When the county purchased the property last March for $3.5 million, some Roseland residents began to believe that the six years of planning might finally bear fruit. The purchase represented a crucial step toward realizing the county redevelopment agency's plan for a mixed-use neighborhood center with affordable housing, commercial retail and a one-acre plaza.

However, the Feb. 1 deadline for the elimination of redevelopment agencies in California could force the sale of the property.

If the Sonoma County Community Development Commission, or CDC, which oversees the county government's redevelopment zones, cannot meet its long-term debt obligations after the loss of property tax revenue, then it could be forced to sell assets such as the seven-acre Roseland property.

"We were so close to getting started," said Jeff Gross, a Roseland general contractor.

Gross, who has participated in planning meetings for the future neighborhood center and plaza, said he and others thought the transformation of the space was "a year away."

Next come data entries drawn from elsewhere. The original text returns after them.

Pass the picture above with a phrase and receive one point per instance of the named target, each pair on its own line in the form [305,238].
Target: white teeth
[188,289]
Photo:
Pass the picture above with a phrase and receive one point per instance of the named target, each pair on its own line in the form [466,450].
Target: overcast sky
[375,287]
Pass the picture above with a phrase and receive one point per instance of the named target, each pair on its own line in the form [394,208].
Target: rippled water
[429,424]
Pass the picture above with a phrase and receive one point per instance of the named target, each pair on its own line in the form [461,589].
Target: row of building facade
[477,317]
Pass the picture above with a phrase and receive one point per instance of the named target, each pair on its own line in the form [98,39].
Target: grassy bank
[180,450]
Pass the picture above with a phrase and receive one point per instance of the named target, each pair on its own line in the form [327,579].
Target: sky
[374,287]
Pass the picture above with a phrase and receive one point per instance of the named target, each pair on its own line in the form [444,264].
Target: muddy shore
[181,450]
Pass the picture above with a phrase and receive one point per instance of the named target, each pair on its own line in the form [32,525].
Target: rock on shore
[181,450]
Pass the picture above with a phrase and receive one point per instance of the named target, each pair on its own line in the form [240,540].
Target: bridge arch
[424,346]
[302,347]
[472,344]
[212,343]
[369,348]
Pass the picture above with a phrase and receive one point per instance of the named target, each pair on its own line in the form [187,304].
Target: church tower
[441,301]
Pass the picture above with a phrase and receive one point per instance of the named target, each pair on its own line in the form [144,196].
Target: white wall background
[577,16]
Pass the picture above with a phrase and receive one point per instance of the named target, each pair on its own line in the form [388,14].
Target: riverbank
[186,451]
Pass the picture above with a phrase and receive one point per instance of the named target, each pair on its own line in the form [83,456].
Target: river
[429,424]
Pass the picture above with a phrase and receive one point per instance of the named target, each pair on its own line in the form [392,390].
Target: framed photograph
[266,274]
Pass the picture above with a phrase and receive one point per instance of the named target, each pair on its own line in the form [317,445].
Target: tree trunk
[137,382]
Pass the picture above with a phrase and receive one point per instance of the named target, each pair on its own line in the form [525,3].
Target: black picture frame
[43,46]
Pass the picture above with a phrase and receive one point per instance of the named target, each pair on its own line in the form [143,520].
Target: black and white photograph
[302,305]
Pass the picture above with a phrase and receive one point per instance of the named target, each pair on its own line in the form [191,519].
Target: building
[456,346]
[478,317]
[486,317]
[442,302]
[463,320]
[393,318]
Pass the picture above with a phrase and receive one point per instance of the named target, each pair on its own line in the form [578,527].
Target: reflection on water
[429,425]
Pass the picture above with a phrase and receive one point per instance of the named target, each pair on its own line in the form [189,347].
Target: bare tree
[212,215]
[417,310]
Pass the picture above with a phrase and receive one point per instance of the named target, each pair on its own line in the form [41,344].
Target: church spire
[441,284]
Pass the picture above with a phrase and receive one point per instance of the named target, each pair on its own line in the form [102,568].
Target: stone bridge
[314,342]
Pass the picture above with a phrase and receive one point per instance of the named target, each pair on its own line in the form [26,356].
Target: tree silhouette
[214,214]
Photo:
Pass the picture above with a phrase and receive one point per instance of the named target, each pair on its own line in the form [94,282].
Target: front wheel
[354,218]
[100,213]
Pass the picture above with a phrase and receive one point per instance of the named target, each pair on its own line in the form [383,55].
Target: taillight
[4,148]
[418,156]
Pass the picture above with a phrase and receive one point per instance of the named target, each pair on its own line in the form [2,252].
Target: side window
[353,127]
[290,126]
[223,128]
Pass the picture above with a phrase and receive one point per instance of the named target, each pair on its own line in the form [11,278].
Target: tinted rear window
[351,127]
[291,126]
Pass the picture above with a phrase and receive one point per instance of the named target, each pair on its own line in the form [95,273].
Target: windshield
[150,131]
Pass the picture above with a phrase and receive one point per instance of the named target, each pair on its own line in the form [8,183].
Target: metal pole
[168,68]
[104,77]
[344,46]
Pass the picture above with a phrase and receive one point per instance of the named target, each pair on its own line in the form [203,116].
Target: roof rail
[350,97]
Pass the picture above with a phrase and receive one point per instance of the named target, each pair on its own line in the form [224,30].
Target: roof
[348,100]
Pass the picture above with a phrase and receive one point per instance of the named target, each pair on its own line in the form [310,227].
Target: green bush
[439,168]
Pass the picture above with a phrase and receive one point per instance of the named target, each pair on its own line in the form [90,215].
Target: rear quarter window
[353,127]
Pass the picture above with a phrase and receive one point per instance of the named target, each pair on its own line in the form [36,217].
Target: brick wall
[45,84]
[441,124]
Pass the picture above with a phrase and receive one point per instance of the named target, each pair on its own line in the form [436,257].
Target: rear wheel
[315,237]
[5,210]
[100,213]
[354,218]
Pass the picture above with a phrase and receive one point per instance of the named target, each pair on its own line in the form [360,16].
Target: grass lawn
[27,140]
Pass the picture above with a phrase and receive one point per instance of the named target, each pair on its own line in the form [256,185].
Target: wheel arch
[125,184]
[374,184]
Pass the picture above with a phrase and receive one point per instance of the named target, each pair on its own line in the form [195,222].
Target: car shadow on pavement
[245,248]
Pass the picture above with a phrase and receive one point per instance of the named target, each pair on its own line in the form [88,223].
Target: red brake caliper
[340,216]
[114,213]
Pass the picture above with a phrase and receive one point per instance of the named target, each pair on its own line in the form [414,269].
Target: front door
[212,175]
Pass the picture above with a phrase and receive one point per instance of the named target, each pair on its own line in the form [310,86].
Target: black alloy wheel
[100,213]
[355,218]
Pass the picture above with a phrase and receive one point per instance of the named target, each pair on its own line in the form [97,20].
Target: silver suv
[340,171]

Maria Quintana, who along with her husband owns David's Shoe Repair across the street from the Albertsons parking lot, said she still holds out hope that something productive will become of the county-owned land. She and others say that unless the county sells the property, there's still hope for a "Roseland Plaza" and neighborhood center.

Two days after outlining the plaza in chalk, the proponents convened a "post-CDC Roseland Group meeting" to identify alternative sources of funding, such as the federal government's new market tax credit program that seeks to spur revitalization in low-income areas.

"It's the closing of one door and the opening of another," Quintana said.